There were 250,000 or so living there at the time of our visit. One man assured us, “Things weren’t so bad during the War”. Probably not. But the community as a whole had looked kindly on the Nazi governments of Germany and Austria, and after the war the imperial Soviets relocated tens of thousands of them to other parts of the Union. The fall of Ceausescu in 1989 triggered the departure of most of the remainder, this time to Germany.

Also in Transylvania we stayed with Alfred & Inge Bauman in Sibiu. “Board & friendship – 3rd-5th April 1965”, I wrote. That was while my car was in the shop (Co-op Tehnica Mona) having a new transmission installed. That incident, I remember: but the accommodation, not at all.

Nor do I recall the pension on the outskirts of Sofia (Bulgaria) where we had stayed 25th-28th March, run by Dmitri Ctaunoh. (I’m not sure about the name; he wrote it in the book in Cyrillic script, and the letters don’t all have exact transcriptions in Latin script.) I have "Rom" beside his name, which must mean he was of Rumanian nationality and not that we spoke Rumanian together. Bulgaria came before Rumania on our itinerary. I have no recollection at all – not only of Dmitri but of the whole city of Sofia. What ingratitude, in the face of such kindnesses!

Some sights are remembered, though not always in the correct context. For decades I claimed to have inspected the stuffed body of Ceausescu’s predecessor in Bucharest, and I can see it clearly. But Wikipedia tells me I’ve been wrong all this time. The body we saw was that of Georgi Dimitrov, sometime dictator of Bulgaria, and the place was Sofia.

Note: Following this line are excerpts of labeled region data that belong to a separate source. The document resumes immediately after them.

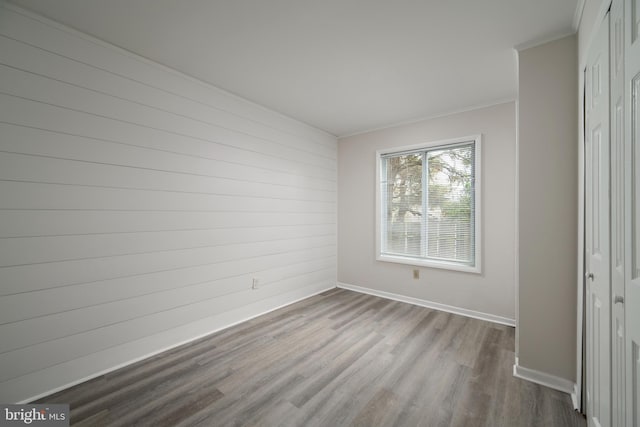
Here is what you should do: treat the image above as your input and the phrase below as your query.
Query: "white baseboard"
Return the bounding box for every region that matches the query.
[513,358,578,394]
[16,284,336,404]
[338,282,516,326]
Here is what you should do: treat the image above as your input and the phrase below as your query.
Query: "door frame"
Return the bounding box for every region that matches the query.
[571,0,612,414]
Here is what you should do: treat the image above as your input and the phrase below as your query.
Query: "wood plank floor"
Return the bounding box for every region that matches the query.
[36,289,586,427]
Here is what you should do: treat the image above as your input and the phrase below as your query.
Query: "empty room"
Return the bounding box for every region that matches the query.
[0,0,640,427]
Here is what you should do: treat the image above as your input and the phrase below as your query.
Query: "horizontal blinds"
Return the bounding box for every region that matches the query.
[381,142,475,265]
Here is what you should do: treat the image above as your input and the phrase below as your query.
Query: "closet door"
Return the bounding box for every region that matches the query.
[585,14,611,427]
[619,0,640,427]
[609,0,626,427]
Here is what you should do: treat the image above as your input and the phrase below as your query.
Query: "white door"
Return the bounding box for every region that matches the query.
[585,12,612,427]
[616,0,640,427]
[609,0,626,427]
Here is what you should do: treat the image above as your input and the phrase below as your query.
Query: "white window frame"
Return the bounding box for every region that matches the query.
[375,134,482,274]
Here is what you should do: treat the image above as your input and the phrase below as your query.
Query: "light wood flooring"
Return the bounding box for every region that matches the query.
[36,289,586,427]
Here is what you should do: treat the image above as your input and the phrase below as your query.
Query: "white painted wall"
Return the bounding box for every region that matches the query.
[338,102,516,322]
[517,36,578,382]
[0,4,337,402]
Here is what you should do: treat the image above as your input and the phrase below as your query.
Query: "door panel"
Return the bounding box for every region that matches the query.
[609,0,626,427]
[585,14,611,427]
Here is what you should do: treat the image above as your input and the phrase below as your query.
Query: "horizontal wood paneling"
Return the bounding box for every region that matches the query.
[0,3,337,402]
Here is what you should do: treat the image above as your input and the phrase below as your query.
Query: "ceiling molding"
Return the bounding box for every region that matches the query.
[571,0,586,32]
[337,98,517,141]
[513,30,576,52]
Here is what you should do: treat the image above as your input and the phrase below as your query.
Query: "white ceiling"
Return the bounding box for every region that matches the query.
[8,0,578,136]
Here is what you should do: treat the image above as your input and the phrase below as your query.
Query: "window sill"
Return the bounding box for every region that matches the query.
[376,254,482,274]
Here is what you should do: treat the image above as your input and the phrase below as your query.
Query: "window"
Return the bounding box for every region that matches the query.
[376,136,480,273]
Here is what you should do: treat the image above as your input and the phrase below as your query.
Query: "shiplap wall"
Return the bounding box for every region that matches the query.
[0,3,337,402]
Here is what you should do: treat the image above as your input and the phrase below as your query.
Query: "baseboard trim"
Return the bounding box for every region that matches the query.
[338,282,516,327]
[18,284,336,404]
[513,358,577,396]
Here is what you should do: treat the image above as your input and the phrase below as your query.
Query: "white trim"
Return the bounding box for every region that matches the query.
[513,357,576,395]
[336,98,517,140]
[513,29,576,52]
[571,0,586,32]
[513,49,520,359]
[374,134,483,274]
[338,282,515,326]
[17,284,336,405]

We queued up with thirty locals and filed reverently though the mausoleum in the main square. Thirty doesn’t sound many: perhaps there were more. We were much keener to see Lenin’s body - embalmed and entombed - in Moscow when we got there, but there must have been a thousand people waiting in a long line on a hot day, and we didn’t have the patience. If you’ve seen one dead dictator’s mummy, you’ve seen them all, pretty much.